At times in 2007, La Russa appeared hell-bent toward self-destruction, like the legendary college football coach Woody Hayes or the Hall of Fame college basketball coach Bobby Knight, who is a good friend of La Russa's and often visits the manager here in Jupiter.
"I shouldn't have used the fungo bat (as a threat) in that incident," La Russa acknowledges when I ask if he's worried about going off the deep end one day like Hayes. "But there's a concern when something comes out sensational and then, when it's inaccurate, it's said very quietly.

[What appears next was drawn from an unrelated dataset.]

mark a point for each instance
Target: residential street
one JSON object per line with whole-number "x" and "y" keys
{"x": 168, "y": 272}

"It's not right. It's very dangerous."
For now, on a warm and mostly carefree spring day in Florida, the skipper is nowhere near the cliff. He smiles. He chats. He jokes. He says he doesn't necessarily agree with some of the players who think he seems a little more excited this spring than in the past.
"I think I'm as excited," he says. "A couple of times, if spring seems to get here quickly and you're not ready, you have to prompt yourself.
"There wasn't a need this year to have that talk with yourself. I was excited to get down here and create an environment in which the guys could develop into a competitive ballclub.
"I'm excited in a different way. I'm excited because we have some young guys who will be playing for their baseball lives."
Preferably, this year, without all of those extra body blows.
Both those that are inflicted upon the Cardinals ... and those that are self-inflicted.